Care provisions in health and social care are essential to provide a right of care and right of participating in choosing care for yourself according to your personal care needs. Care provisions are structured in four part main categories: Primary, Secondary, Tertiary and Informal Care.
Primary Care: Primary care is services in which you would contact or use first when required help or assistance. Depending on your situation, there are various primary provisions that are specialised in the particular field to tend to your needs. An example of this would be your local GP (General practitioners) or Doctor that you are registered to with the NHS.
Secondary Care: Secondary care is generally referred to by the Primary health professional for further investigation and analysis that may be required or to a specialist in a certain area. This is commonly referred to as ‘Hospital care’ after being assessed by the primary care professional. Another example is a Therapist of any kind or counsellor of any kind.

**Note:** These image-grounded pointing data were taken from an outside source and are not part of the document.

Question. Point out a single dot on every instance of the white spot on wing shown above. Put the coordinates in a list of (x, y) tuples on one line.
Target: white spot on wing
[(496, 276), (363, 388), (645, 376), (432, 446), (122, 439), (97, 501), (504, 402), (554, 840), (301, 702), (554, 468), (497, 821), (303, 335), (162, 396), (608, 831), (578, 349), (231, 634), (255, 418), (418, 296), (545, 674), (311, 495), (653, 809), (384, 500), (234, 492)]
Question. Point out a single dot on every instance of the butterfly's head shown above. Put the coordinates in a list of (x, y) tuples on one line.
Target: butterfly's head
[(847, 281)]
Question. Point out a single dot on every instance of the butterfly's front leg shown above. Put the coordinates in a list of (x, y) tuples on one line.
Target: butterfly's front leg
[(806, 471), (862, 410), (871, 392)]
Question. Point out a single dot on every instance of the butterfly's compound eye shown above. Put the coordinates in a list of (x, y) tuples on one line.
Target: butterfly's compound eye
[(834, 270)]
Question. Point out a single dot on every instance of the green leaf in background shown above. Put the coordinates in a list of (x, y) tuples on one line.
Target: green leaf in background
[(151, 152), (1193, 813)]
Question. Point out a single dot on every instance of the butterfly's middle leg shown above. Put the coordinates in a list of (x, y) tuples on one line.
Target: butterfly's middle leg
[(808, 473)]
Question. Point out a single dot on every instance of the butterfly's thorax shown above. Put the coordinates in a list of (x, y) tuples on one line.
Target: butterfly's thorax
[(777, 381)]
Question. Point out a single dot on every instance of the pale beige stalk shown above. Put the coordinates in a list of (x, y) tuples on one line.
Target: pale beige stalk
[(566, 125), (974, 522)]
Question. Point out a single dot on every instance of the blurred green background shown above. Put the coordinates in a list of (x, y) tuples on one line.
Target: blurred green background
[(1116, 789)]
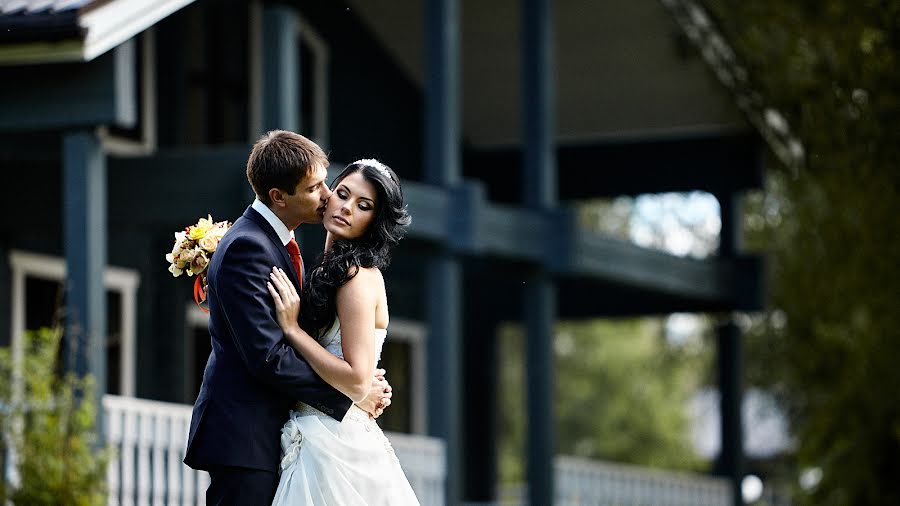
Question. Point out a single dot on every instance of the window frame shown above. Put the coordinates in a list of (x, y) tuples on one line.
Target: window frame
[(24, 264)]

Tertiary Care: In combination of both and Primary and secondary care provisions, they both can both refer you to tertiary care when further specialist care is required. An example of this would be special care units or residential care homes.
Informal Care: Informal care is the care provided by non-professionals which is usually through unpaid services. However some carers may be able to claim ‘Carers Allowance’ for further assistance. General informal cares includes care from: Family, friends or neighbours. Care can also be given or shown through no professional support groups, organisations or charities that offer mutual support and guidance for the individuals. ...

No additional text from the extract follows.